Il progetto, incubato all’interno della divisione Alphabet, ha sviluppato un un sistema in grado di sfruttare i principi della geotermia per la regolazione della temperatura all’interno della casa

Idee destinate a modellare il futuro. Sono i cosiddetti moonshots, sviluppati nel laboratorio X di Google. Come, ad esempio, i palloncini Project Loon per portare Internet nelle aree remote del pianeta. Ora la divisione più segreta della grande G ha lanciato una nuova idea. Si chiama Dandelion, è una startup nata due anni prima, ora incubata all’interno della divisione Alphabet, che ha sviluppato un un sistema in grado di sfruttare i principi della geotermia per la regolazione della temperatura all’interno della casa. La società ha già ricevuto finanziamenti per 2 milioni di dollari, tra gli altri, da Collaborative Fund, Zhen Fund e Borealis Ventures. A differenza dei precedenti moonshot però, Dandelion opererà in modo del tutto indipendente dal gruppo di Mountain View.

(Foto: Dandelion)

Energia pulita sotto i nostri piedi

Fondatore e ceo di Dandelion è Kathy Hannun (nella foto sopra). «Il nostro team ha lavorato per diversi anni per rendere più facile e conveniente riscaldare e raffreddare le case con una fonte di energia pulita, libera, abbondante e rinnovabile, che si trova proprio sotto i nostri piedi», ha spiegato.

Obiettivo: ridurre costi, tempi e impatto ambientale

I sistemi esistenti infatti, sono costosi e richiedono complicate operazioni di installazione che scoraggiano l’adozione di tale tecnologia. Il nuovo impianto è composto da tubazioni chiamate ground loops che penetrano nel sottosuolo e una pompa di calore posizionata all’interno dell’abitazione. In inverno, l’acqua posta all’interno dei tubi assorbe calore dalla terra e la pompa lo trasforma in aria calda. In estate accade l’inverso.
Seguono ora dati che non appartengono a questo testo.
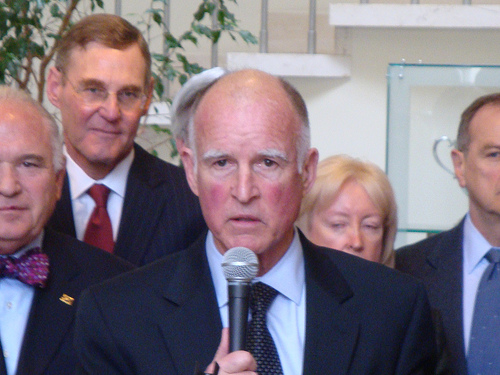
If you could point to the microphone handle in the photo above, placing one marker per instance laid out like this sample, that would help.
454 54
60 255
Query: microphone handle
239 295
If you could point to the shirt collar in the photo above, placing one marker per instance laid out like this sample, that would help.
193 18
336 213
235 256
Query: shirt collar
475 245
116 180
292 263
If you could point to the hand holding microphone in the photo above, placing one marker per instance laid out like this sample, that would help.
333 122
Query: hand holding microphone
240 266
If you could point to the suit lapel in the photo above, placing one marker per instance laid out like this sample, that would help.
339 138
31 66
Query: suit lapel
50 318
141 208
446 277
190 298
328 323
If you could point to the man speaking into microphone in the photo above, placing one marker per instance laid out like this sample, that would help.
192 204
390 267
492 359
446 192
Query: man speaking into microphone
244 140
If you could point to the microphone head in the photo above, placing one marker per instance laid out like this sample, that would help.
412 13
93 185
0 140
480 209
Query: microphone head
240 264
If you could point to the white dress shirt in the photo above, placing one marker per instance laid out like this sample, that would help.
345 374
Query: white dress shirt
15 305
82 202
287 315
475 247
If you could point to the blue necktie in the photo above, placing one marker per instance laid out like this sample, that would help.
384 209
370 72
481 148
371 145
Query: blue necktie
484 345
259 341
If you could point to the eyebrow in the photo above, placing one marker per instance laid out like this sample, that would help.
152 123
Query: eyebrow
33 157
274 154
96 82
268 153
214 154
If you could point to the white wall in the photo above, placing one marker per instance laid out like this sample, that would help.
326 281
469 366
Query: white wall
348 115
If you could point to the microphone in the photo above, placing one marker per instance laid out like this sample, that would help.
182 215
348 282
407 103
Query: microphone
240 265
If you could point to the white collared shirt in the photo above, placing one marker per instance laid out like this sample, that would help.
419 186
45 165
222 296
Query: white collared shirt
287 315
475 247
16 299
82 202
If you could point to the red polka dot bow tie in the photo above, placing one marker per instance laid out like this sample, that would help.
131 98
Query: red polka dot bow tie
31 268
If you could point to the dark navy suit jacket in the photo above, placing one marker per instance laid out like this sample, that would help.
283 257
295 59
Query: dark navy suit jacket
48 341
438 262
361 318
160 213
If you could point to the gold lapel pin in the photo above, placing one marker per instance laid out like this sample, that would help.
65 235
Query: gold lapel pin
67 299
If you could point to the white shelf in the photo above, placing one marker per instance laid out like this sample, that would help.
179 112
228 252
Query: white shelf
415 16
292 64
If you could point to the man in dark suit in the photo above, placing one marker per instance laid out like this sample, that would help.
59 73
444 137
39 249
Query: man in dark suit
102 85
244 141
452 263
42 272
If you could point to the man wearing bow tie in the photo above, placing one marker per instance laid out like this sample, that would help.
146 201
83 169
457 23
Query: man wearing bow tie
42 272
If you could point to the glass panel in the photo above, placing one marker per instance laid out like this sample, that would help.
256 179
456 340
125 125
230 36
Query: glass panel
424 107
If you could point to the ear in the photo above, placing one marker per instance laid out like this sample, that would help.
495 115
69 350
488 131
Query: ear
149 96
54 86
187 157
309 169
458 158
60 181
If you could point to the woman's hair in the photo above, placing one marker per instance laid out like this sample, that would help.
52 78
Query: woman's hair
333 173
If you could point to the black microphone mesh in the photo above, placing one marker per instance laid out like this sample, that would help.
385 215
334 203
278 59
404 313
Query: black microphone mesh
240 264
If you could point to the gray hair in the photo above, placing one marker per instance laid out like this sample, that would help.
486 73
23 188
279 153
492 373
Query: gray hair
8 93
189 96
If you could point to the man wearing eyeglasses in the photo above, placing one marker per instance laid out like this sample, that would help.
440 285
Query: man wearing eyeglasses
116 195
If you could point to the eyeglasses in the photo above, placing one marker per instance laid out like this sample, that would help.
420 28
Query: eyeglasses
93 94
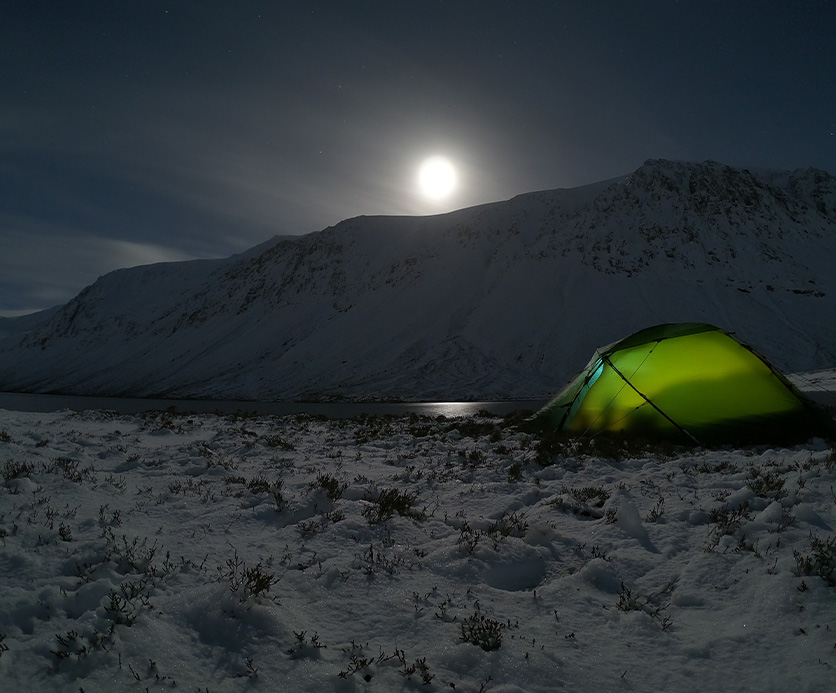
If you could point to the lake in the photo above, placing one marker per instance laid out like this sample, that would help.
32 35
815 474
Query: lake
126 405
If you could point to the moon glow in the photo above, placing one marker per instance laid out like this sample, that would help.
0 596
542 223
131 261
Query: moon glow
437 177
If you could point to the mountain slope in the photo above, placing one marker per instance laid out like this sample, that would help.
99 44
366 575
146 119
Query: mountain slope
502 300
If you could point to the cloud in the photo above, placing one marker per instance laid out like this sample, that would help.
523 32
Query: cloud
34 279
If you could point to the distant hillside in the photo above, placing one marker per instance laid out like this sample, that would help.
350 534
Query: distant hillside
505 300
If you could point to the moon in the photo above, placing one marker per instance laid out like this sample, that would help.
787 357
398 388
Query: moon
437 177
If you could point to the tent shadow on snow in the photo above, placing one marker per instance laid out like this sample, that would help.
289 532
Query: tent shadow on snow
687 382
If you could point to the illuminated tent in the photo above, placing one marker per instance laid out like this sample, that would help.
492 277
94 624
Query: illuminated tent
688 381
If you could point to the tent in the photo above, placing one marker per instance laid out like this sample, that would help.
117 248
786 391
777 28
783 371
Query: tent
687 381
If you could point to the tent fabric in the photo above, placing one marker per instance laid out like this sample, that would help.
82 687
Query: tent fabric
690 381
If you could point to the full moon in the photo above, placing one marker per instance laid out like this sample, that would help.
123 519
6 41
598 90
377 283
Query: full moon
437 177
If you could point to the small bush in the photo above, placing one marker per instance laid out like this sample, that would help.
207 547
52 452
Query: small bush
389 502
482 631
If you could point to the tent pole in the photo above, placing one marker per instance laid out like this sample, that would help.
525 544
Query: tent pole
646 399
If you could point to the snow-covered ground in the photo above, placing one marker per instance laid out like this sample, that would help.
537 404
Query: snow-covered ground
197 552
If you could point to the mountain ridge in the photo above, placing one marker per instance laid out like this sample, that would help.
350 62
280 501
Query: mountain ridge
504 300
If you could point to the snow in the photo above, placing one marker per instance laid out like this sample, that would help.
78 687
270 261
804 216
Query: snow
201 552
502 301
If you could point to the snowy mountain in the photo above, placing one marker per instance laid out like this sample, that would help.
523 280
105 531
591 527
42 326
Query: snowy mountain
504 300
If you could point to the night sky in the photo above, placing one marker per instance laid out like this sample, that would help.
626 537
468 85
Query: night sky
138 131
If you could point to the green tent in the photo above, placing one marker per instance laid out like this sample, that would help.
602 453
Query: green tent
684 381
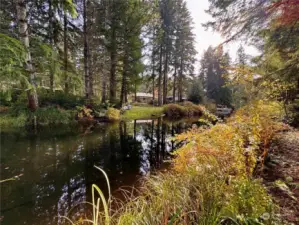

La pompa veicola il calore verso il basso, disperdendolo nel terreno.

(Foto: Dandelion)

Parola d’ordine: efficienza

«La parte più difficile dell’installazione di un sistema geotermico è sempre stata l’installazione dei tubi nel terreno – ha spiegato il ceo – noi abbiamo sviluppato mezzi efficienti, che rendono l’intero processo relativamente veloce e poco costoso». È stato calcolato infatti, che l’intero sistema avrebbe un costo compreso tra 20 e 25 mila dollari, rispetto a quelli convenzionali che possono arrivare anche a sessantamila. Ma il risparmio non va calcolato solo in termini economici. Secondo l’U.S. Green Building Council infatti, gli edifici sono responsabili del 39% delle emissioni di anidride carbonica negli Stati Uniti. La maggior parte delle quali provengono dal consumo di combustibili fossili (olio combustibile o propano) per riscaldamento, raffreddamento, illuminazione e per l’alimentazione di apparecchi e attrezzature elettriche. Il risparmio dunque è rappresentato da una riduzione dei costi che, secondo Hannun, può arrivare fino a 63mila dollari in 20 anni. E da un taglio di oltre cento tonnellate di CO2.

Dandelion

Il team

Primi impianti a New York

Si parte proprio dalla Grande Mela. Al momento Dandelion accetta candidature da parte di tutte le famiglie interessate a testare la tecnologia. I finanziamenti ottenuti serviranno a far crescere la produzione e le vendite dei sistemi a New York, per poi espandersi in nuovi Stati (magari stringendo partnership con installatori locali), in particolare nel Nordest e nel Midwest.